RS Labuang Baji

Stok Obat Rumah Sakit Labuang Baji Makassar Menipis, Dewan Soriti Kebijakan Baru Pemprov Sulsel

AA

Text Sizes

Medium

Large

Larger

DPRD SULSEL - Anggota DPRD Sulsel Andi Patarai Amir dalam Rapat Paripurna Gedung DPRD Sulsel, Jl Urip Sumoharjo Makassar, Rabu (28/5/2025). Andi Patarai menyinggung soal adanya kegiatan yang habiskan anggaran Rp32 miliar tanpa melalui APBD 2024.

TRIBUN-TIMUR.COM, MAKASSAR - Pemerintah Provinsi Sulawesi Selatan (Pemprov Sulsel) dirundung masalah lagi.

Kali ini, krisis obat ditemukan di sejumlah rumah sakit milik Pemprov.

Anggota DPRD Sulsel Andi Patarai Amir (49), tak bisa menahan emosinya.

Dia meminta Gubernur Sulsel Andi Sudirman Sulaiman (41), segera evaluasi.

Kondisi ini mengkhawatirkan karena berdampak pada kualitas pelayanan kesehatan bagi masyarakat.

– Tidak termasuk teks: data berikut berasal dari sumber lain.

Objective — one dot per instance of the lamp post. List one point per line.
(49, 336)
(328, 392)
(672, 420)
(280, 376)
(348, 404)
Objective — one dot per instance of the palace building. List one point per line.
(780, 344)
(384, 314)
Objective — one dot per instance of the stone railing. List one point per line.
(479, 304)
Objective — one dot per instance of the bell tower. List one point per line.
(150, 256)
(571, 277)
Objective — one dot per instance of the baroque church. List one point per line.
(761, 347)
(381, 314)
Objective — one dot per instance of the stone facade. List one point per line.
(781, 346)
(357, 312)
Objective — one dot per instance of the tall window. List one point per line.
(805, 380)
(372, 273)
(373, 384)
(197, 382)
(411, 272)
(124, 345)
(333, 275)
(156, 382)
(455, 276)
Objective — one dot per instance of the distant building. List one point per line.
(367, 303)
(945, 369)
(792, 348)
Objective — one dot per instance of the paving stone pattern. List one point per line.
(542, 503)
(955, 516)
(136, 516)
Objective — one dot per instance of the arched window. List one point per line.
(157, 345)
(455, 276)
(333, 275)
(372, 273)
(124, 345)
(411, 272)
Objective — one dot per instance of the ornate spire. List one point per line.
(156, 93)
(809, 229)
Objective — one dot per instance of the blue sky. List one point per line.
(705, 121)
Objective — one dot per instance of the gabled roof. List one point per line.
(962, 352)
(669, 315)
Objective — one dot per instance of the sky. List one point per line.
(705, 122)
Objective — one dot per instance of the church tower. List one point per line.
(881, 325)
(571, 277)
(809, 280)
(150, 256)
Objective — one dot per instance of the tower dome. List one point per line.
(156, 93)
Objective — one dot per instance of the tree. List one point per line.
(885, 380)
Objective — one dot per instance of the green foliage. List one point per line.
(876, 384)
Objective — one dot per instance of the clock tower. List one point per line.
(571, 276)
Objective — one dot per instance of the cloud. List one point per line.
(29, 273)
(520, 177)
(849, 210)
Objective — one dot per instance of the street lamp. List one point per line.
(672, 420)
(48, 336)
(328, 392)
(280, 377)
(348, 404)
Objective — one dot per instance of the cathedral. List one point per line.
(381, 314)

Rabu (28/5/2025), mantan Ketua DPRD Maros ini meluapkan kekesalannya dalam sidang agenda penyerahan Laporan Hasil Pemeriksaan (LHP) atas Laporan Keuangan Pemerintah Daerah (LKPD) Tahun Anggaran 2024, di gedung DPRD Sulsel, Jl Urip Sumoharjo, Makassar.

“Loh, kok bisa tersendat pengadaan obat? BKAD dan Dinkes paham nggak ini tentang BLUD rumah sakit? Mereka bilang harus proses berjenjang, tapi prosesnya malah telat. Akibatnya pelayanan di rumah sakit jadi terhambat,” ujarnya.

Direktur Jenderal Pemeriksaan Keuangan Negara III (Dirjen PKN III) BPK RI, Dede Sukarjo, dalam sidang paripurna ikut menyimak kritikan tersebut.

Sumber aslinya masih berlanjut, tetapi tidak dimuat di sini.